Uma ação de despejo que afetaria 15 famílias de diversos lotes, muitas com crianças e pessoas doentes, que estava marcada para acontecer nos próximos dias foi suspensa pela Justiça de Arujá.  A decisão atendeu a um pedido feito pela Prefeitura de Arujá, para que suspendesse a ordem da reintegração de posse, em uma área da Imobiliária Continental no Centro Residencial.
O prefeito, Luis Camargo (PSD), em conjunto com os secretários municipais de Assuntos Jurídicos, Marcos Regueiro, e de Habitação, Rodolfo Ribeiro Machado, pediu que o Judiciário reconsiderasse a decisão, devido à situação de vulnerabilidade social, pelo próprio contexto da pandemia e também pela falta de participação do Ministério Público e da Defensoria Pública no processo. 
Os moradores comemoraram a decisão da juíza da 2ª Vara Cível do Fórum de Arujá e disseram estar esperançosos com a intervenção da Prefeitura. "Queremos comprar os lotes e nunca antes as gestões passadas nos ouviram ou tentaram nos ajudar.

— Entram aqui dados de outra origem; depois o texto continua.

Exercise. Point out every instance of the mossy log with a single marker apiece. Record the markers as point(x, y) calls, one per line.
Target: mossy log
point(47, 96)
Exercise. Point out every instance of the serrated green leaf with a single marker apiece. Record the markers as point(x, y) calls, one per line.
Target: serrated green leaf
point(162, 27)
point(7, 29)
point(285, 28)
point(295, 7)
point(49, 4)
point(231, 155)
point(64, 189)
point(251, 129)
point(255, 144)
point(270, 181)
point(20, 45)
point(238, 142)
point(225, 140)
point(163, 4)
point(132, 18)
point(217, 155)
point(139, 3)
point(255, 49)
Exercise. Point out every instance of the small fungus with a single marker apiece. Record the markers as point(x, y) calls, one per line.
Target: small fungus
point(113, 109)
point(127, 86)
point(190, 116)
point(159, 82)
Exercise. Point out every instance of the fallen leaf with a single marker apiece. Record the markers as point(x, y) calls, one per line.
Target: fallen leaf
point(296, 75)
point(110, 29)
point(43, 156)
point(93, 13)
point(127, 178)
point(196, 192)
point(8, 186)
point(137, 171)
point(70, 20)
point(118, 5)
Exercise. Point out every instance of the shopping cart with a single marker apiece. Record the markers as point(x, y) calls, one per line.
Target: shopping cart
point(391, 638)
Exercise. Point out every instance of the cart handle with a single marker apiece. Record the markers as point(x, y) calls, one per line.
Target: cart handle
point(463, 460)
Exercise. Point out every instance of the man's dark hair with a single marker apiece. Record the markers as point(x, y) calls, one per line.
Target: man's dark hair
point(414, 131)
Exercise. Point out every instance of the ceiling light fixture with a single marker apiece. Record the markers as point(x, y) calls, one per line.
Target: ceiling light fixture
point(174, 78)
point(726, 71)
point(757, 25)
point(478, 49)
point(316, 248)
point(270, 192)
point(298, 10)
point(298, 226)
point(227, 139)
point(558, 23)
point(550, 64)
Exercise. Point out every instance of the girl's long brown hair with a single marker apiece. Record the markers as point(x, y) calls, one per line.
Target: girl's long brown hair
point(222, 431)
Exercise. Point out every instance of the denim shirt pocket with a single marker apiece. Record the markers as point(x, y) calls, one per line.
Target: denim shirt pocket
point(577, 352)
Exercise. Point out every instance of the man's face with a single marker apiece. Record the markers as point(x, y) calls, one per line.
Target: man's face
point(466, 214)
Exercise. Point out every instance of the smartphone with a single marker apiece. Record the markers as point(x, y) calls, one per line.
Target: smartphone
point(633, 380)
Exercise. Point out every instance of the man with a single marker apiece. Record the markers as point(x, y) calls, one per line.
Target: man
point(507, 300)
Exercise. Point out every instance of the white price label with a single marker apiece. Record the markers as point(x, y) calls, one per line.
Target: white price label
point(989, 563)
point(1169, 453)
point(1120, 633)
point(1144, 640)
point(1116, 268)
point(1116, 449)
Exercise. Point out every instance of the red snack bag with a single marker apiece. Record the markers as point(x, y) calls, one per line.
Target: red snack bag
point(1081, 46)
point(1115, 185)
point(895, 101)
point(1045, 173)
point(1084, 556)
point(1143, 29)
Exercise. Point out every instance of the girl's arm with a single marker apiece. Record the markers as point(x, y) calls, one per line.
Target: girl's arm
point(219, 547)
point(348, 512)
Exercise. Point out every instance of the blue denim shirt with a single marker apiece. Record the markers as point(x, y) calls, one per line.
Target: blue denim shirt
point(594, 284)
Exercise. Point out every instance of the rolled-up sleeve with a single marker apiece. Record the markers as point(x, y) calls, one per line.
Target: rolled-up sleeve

Agora estamos com esperança que isso, finalmente, vai mudar", afirmou Raimundo Pereira da Silva, morador do lote 33.
A esposa dele, Miralva Vieira da Silva, mãe de dois filhos de 13 e 16 anos, também mostrou-se feliz com a notícia. "Nunca ninguém tinha nos auxiliado nisso antes e essa notícia nos deixou mais aliviados, porque estávamos desesperados", afirmou. 
Para a moradora do lote 32, Edileuza Santos Souza, duas filhas de 14 e 21 anos, que mora desde 2013 no Residencial, a decisão da Justiça e o fato de a Prefeitura ter ouvido os moradores, concedeu-lhes uma luz no fim do túnel. "Cheguei a pagar até IPTU antes. Agora só queremos uma solução e creio que iremos conseguir", comemorou.
O prefeito agradeceu ainda ao representante dos moradores do Residencial, Magno Belo da Silva, que compareceu juntamente com o grupo à Prefeitura, para saber da novidade.